-1

enter image description here

What are the pros and cons of using agile/iterative approach in ETL/ELT (Extract Transform Load or Extract Load Transform) data warehouses/data lakes/lakehouses systems development?

I often find that many business analysts / project managers tend to plan ingesting all data first, then building all semantic data and other horizontal layers only then build reports and go to the business. I have drawn the diagram in endeavour to to show the differences between vertical slices planning and horizontal ETL/ELT implementation.

Can ETL development be the area where agile approaches bring value to avoid rework risks? Should we ingest all sources first (blue arrows) or should we prioritise implementation of one vertical piece (green arrows) ?

1 Answers1

1

Setting up an ETL is not different from any development task; therefore, proceed in Agile way, unless there are serious reasons not to use Agile.

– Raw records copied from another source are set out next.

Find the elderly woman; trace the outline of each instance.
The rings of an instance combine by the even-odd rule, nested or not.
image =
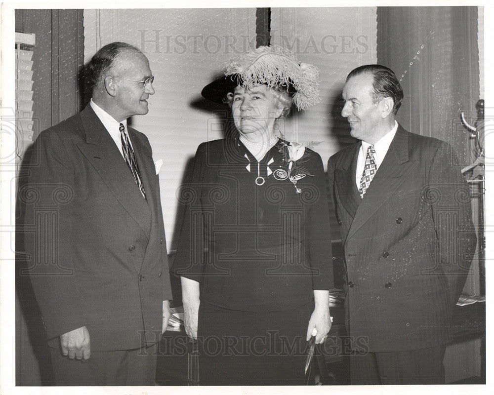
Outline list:
[[[172,270],[202,385],[303,385],[307,341],[331,326],[332,287],[321,157],[278,136],[292,104],[318,100],[318,72],[281,47],[232,59],[206,99],[237,129],[201,144]]]

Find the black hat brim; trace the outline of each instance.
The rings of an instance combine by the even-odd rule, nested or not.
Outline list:
[[[291,82],[291,81],[290,81]],[[201,92],[201,94],[205,99],[218,103],[225,104],[226,95],[235,91],[235,88],[242,84],[242,79],[238,74],[231,74],[215,79],[208,83]],[[290,95],[294,94],[296,90],[293,85],[288,83],[287,90]]]
[[[220,104],[224,104],[226,95],[233,92],[238,86],[238,74],[220,77],[205,86],[201,94],[208,100]]]

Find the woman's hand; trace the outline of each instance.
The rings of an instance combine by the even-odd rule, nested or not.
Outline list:
[[[184,324],[185,333],[191,339],[197,340],[197,323],[199,314],[199,283],[185,277],[182,281],[182,299],[184,304]]]
[[[331,329],[331,316],[329,314],[329,291],[322,290],[314,290],[314,301],[315,307],[307,328],[307,340],[309,341],[313,336],[314,329],[316,333],[316,344],[324,343],[328,333]]]

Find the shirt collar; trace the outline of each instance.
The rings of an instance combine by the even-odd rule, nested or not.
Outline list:
[[[386,156],[386,154],[388,152],[388,150],[389,149],[389,146],[391,145],[391,141],[393,141],[393,139],[395,137],[395,135],[396,134],[396,131],[398,128],[398,123],[396,120],[395,120],[395,125],[393,127],[393,128],[388,132],[386,134],[381,137],[379,140],[374,144],[374,149],[375,151],[375,155],[374,156],[374,159],[376,161],[376,164],[378,166],[382,162],[382,160],[384,158],[384,157]],[[361,150],[364,155],[364,158],[367,154],[367,149],[372,144],[370,144],[369,143],[366,143],[365,141],[362,141],[362,145]]]
[[[116,133],[120,133],[119,129],[121,123],[124,125],[125,132],[127,132],[127,119],[124,119],[122,122],[116,120],[112,116],[94,103],[92,98],[89,101],[89,105],[111,135],[113,136]]]

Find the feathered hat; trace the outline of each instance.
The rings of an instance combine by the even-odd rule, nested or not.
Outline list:
[[[206,85],[201,94],[216,103],[224,103],[227,93],[237,86],[251,88],[266,84],[285,89],[298,110],[318,103],[319,71],[316,66],[297,62],[293,54],[279,45],[260,46],[232,58],[225,76]]]

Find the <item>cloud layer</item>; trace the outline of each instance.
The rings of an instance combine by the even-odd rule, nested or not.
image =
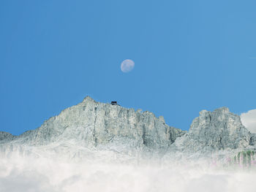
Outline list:
[[[241,114],[241,120],[249,131],[256,134],[256,110]]]
[[[256,174],[206,166],[0,160],[0,191],[255,192]]]

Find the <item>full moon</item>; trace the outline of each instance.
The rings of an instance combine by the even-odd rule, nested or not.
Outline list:
[[[126,59],[121,64],[121,71],[124,73],[129,72],[135,67],[135,62],[131,59]]]

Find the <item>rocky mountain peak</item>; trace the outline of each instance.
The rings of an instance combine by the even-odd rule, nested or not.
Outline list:
[[[200,112],[177,145],[190,151],[237,149],[248,147],[251,137],[240,116],[227,107],[221,107],[213,112]]]

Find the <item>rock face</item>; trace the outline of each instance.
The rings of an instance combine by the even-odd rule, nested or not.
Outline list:
[[[0,131],[0,142],[9,142],[15,139],[15,136],[4,131]]]
[[[157,118],[152,112],[97,102],[87,96],[41,127],[17,137],[12,143],[36,147],[72,144],[90,149],[161,152],[185,133],[167,126],[162,117]]]
[[[181,150],[197,152],[245,148],[253,142],[252,134],[242,125],[240,117],[222,107],[214,112],[201,111],[189,132],[174,145]]]
[[[189,132],[167,126],[163,117],[118,104],[84,100],[20,136],[0,132],[0,155],[16,151],[35,155],[141,157],[173,153],[206,154],[218,150],[256,150],[256,134],[226,107],[203,110]],[[119,158],[119,157],[118,158]]]

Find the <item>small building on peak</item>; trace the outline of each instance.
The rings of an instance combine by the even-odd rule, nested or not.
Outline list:
[[[119,105],[119,106],[120,106],[120,104],[118,104],[117,103],[117,101],[111,101],[111,104],[112,104],[112,105]]]

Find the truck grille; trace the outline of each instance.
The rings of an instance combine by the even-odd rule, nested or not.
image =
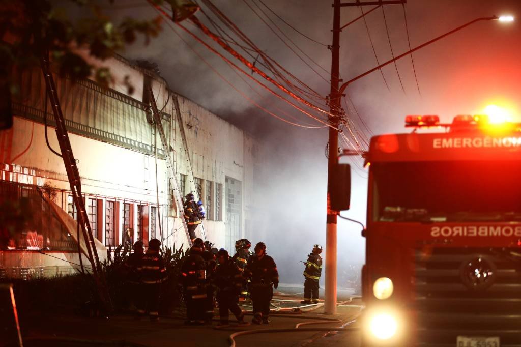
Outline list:
[[[432,248],[414,257],[418,346],[455,347],[465,336],[521,347],[521,249]]]

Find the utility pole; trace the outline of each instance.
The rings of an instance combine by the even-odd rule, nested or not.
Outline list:
[[[338,90],[340,49],[340,0],[333,4],[333,41],[331,45],[331,89],[329,94],[329,142],[328,150],[327,215],[326,216],[326,288],[324,312],[337,313],[337,215],[331,210],[329,196],[338,165],[338,129],[341,104]]]
[[[333,41],[331,44],[331,89],[329,103],[329,142],[328,151],[327,209],[326,219],[326,286],[324,312],[326,314],[337,313],[337,216],[338,211],[332,210],[329,197],[334,187],[334,176],[338,165],[338,129],[342,110],[341,98],[342,93],[339,90],[340,80],[340,9],[344,6],[361,6],[405,4],[407,0],[389,0],[363,2],[356,0],[353,3],[341,3],[334,0],[333,3]],[[345,27],[344,26],[342,28]]]

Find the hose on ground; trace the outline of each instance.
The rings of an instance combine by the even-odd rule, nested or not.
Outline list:
[[[341,305],[344,305],[344,304],[345,304],[346,303],[349,303],[349,302],[351,302],[352,301],[353,301],[353,297],[351,297],[351,298],[349,298],[349,300],[346,300],[345,301],[343,301],[343,302],[341,302],[337,303],[337,306],[340,306]],[[311,311],[313,311],[313,310],[316,309],[318,307],[322,307],[322,306],[324,306],[324,303],[319,303],[319,304],[313,304],[311,305],[304,305],[303,306],[299,306],[298,307],[291,307],[291,308],[290,308],[291,309],[294,309],[295,308],[298,308],[303,307],[307,307],[307,306],[315,306],[315,307],[313,307],[313,308],[312,308],[311,309],[306,310],[305,311],[304,311],[303,310],[301,310],[300,312],[297,312],[297,313],[296,313],[297,314],[302,314],[302,313],[304,313],[304,312],[310,312]],[[294,313],[293,312],[288,312],[287,313],[284,313],[285,314],[281,314],[281,311],[282,311],[283,309],[284,309],[284,308],[281,308],[280,309],[276,309],[276,309],[271,309],[271,310],[270,310],[270,312],[274,312],[274,312],[276,312],[278,313],[278,314],[273,315],[273,314],[271,314],[270,313],[270,316],[276,316],[276,317],[277,317],[277,316],[287,317],[288,316],[287,316],[286,315],[287,315],[288,313]],[[251,311],[249,311],[249,312],[247,312],[250,313],[252,313]],[[355,331],[358,330],[359,329],[359,328],[357,328],[357,327],[348,327],[348,328],[345,328],[344,327],[345,327],[346,325],[348,325],[351,324],[353,323],[353,322],[355,321],[356,321],[356,317],[357,316],[358,316],[358,315],[356,315],[354,317],[351,317],[351,318],[350,318],[351,320],[350,321],[349,321],[347,323],[345,323],[344,324],[343,324],[340,328],[300,328],[300,327],[301,327],[301,326],[302,326],[303,325],[312,325],[312,324],[332,324],[332,323],[343,323],[343,321],[342,321],[342,320],[341,320],[341,319],[337,319],[337,318],[328,318],[328,317],[313,317],[313,319],[316,319],[315,320],[312,320],[311,321],[308,321],[308,322],[301,322],[300,323],[297,323],[297,324],[296,324],[295,325],[295,327],[294,328],[285,328],[285,329],[254,329],[254,330],[243,330],[242,331],[235,331],[235,332],[232,333],[231,335],[230,335],[230,336],[228,337],[228,341],[230,342],[230,347],[236,347],[237,344],[236,344],[235,341],[235,338],[237,338],[237,337],[238,337],[239,336],[244,336],[244,335],[250,335],[250,334],[263,334],[263,333],[276,333],[276,332],[302,332],[303,331],[314,331],[314,332],[319,332],[319,331],[326,331],[326,332],[336,331],[336,332],[348,332],[348,331]],[[299,318],[304,318],[304,317],[299,317]],[[353,319],[353,318],[355,318],[355,319]],[[217,329],[218,330],[231,330],[231,329],[227,329],[226,328],[217,328],[217,327],[216,327],[215,329]]]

Note that agility doesn't imply that you don't need to think/talk about what will be added to the ETL in the future. If you know that you'll need to import data from three sources, it may be useful to check first what are those sources, how the information is organized inside, what is the information, etc. Sometimes, this would give you an opportunity to save some time.

Here's an example. Imagine that you have two sources. You start with the first one which has a list of employees, with some basic information available. For every employee, you need to show his country, but the source doesn't give the country, so you need to deduce it from the email address, the city, or some other information. The second source, however, contains much more information about the employees. If you knew that, you would simply wait until you use this second source in order to populate the country field. Time saved.

Be cautious, however, not to take as granted that all the sources will necessarily be used, and that none of the sources will change. Business requirements are often volatile, and more often than not, stakeholders imagine that an ETL would handle exabytes of data, use one hundred sources, and do magic. Keep YAGNI in mind, and try to stick to the sources that you are very likely to use in the next sprints. This way, you will avoid rework due to the fact that you expected a given source to be used, but the business decided otherwise a few sprints later.